My Roamio is still on 20.5.2.


----------



## TivoJD (Feb 8, 2005)

My last Mini that had 20.5.4a was finally updated to 20.5.6-RC21 this morning.


----------



## TonyD79 (Jan 4, 2002)

Mine updated today, too.


----------



## JoeKustra (Dec 7, 2012)

My v1 and v2 both received it this morning.


----------



## ericy (Feb 11, 2016)

JoeKustra said:


> My v1 and v2 both received it this morning.


I just got through installing 4 brand-new out of the box Minis, and each one took nearly an hour since each one had to download and install an update and then begin setup all over again. It is a shame that they couldn't ship from the factory with this update already applied.

It reminds me kind of what the Verizon boxes used to say as they were booting up. Something like "You are hours away from seconds of entertainment" .

But once the update applied, the boxes seemed fine..


----------



## TonyD79 (Jan 4, 2002)

ericy said:


> I just got through installing 4 brand-new out of the box Minis, and each one took nearly an hour since each one had to download and install an update and then begin setup all over again. It is a shame that they couldn't ship from the factory with this update already applied. It reminds me kind of what the Verizon boxes used to say as they were booting up. Something like "You are hours away from seconds of entertainment" . But once the update applied, the boxes seemed fine..

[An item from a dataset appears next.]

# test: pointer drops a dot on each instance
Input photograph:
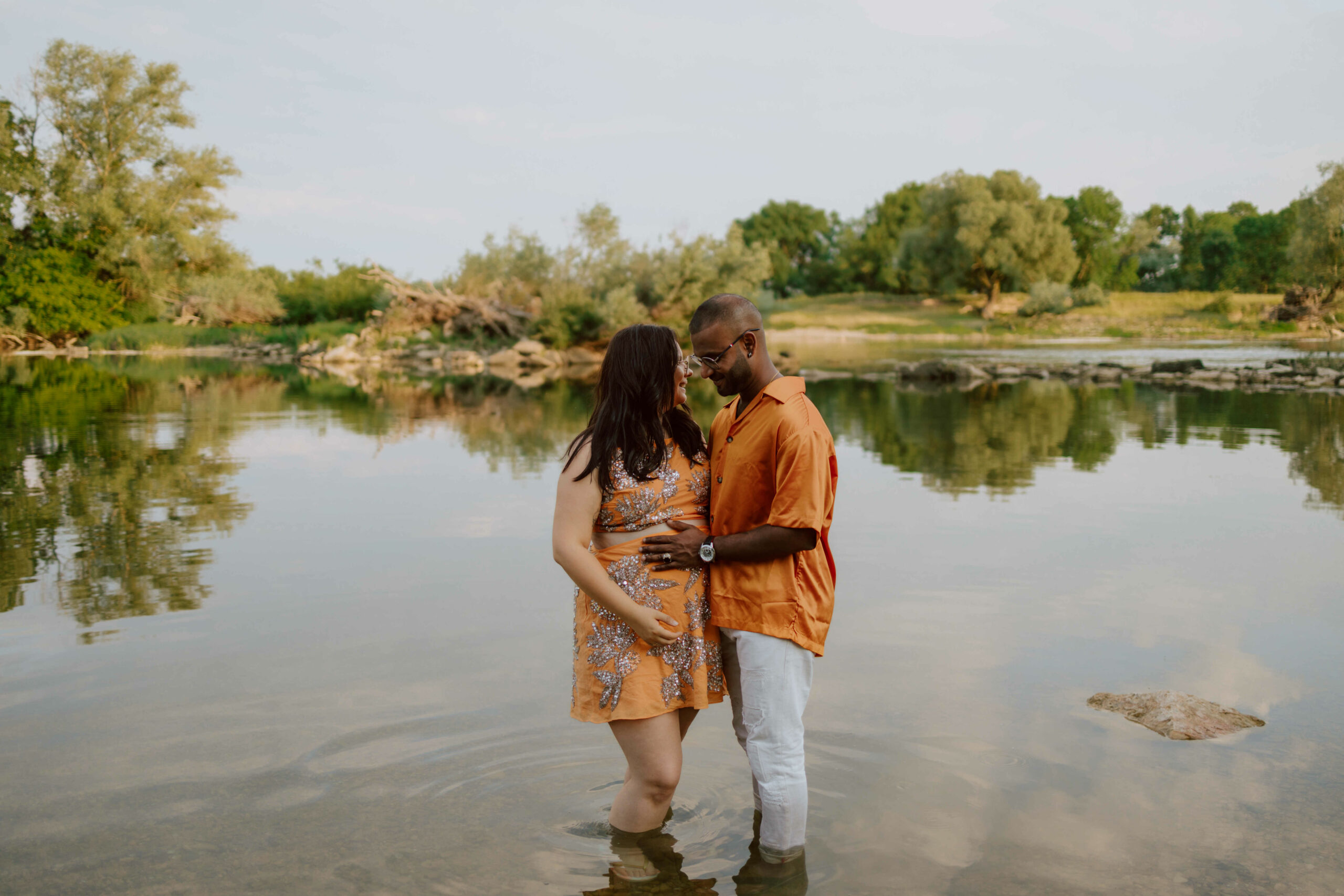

Actually, they should let you finish the install then do a "pending restart" type of state so you can either reboot at the end or let it do it overnight. Installs take too long because there is almost always and update.


----------



## HerronScott (Jan 1, 2002)

TonyD79 said:


> Actually, they should let you finish the install then do a "pending restart" type of state so you can either reboot at the end or let it do it overnight. Installs take too long because there is almost always and update.


I just set up one of the refurbished Mini v2's from Amazon/Woot and it did as ericy indicated. Started guided setup and when it connected it downloaded the update, rebooted, did the update and started guided setup again. No pending restart opportunity like you would normally see with the full TiVo.

I don't recall it taking an hour though for the update but I wasn't paying full attention to it.

Scott


----------



## lessd (Jan 23, 2005)

I think the RC21 update is now out to all.


----------



## KevinG (Sep 3, 2003)

lessd said:


> I think the RC21 update is now out to all.


Oh how I wish that were true.

I have 4 minis connected to my pro. I spend HOURS trying to figure out why one (and only one) of the minis didn't have Skip Mode. Multiple connections to Tivo, multiple power cycles...no luck.

Finally checked the version, and this Mini is still on 20.4. The rest are on 20.5.6.RC21.

Anything I can do to change this? Or is it just a matter of waiting? I can't imagine that a call to TiVo would do anything useful here...


----------



## JoeKustra (Dec 7, 2012)

KevinG said:


> Oh how I wish that were true.
> 
> I have 4 minis connected to my pro. I spend HOURS trying to figure out why one (and only one) of the minis didn't have Skip Mode. Multiple connections to Tivo, multiple power cycles...no luck.
> 
> ...


I would try a chat first. They need your TSN and may check your account. It worked for me. I think better CS people do the chats, but I have no proof of that.


----------



## L David Matheny (Jan 29, 2011)

KevinG said:


> I have 4 minis connected to my pro. I spend HOURS trying to figure out why one (and only one) of the minis didn't have Skip Mode. Multiple connections to Tivo, multiple power cycles...no luck.
> 
> Finally checked the version, and this Mini is still on 20.4. The rest are on 20.5.6.RC21.
> 
> Anything I can do to change this? Or is it just a matter of waiting? I can't imagine that a call to TiVo would do anything useful here...


I have only one Mini (V1), which was on 20.5.4a.RC6 until recently. I don't use it much, so I don't always keep it connected. I also noticed things like system information having no ZIP code, and I wondered if newer firmware would ask for that during setup. I finally decided to see what Clear & Delete Everything might do to a Mini (since there really isn't much to clear or delete). When I finished setting it up, it had 20.5.6.RC21, which may or may not have been forced by the C&DE operation.


----------



## TonyD79 (Jan 4, 2002)

L David Matheny said:


> I have only one Mini (V1), which was on 20.5.4a.RC6 until recently. I don't use it much, so I don't always keep it connected. I also noticed things like system information having no ZIP code, and I wondered if newer firmware would ask for that during setup. I finally decided to see what Clear & Delete Everything might do to a Mini (since there really isn't much to clear or delete). When I finished setting it up, it had 20.5.6.RC21, which may or may not have been forced by the C&DE operation.


Mini needs a host to work. The zip code would be in the host.


----------



## L David Matheny (Jan 29, 2011)

TonyD79 said:


> Mini needs a host to work. The zip code would be in the host.


That makes perfect sense, of course, but then why have a ZIP code field in the Mini's system information if they don't ask for it and don't use it? It just seems a bit sloppy.


----------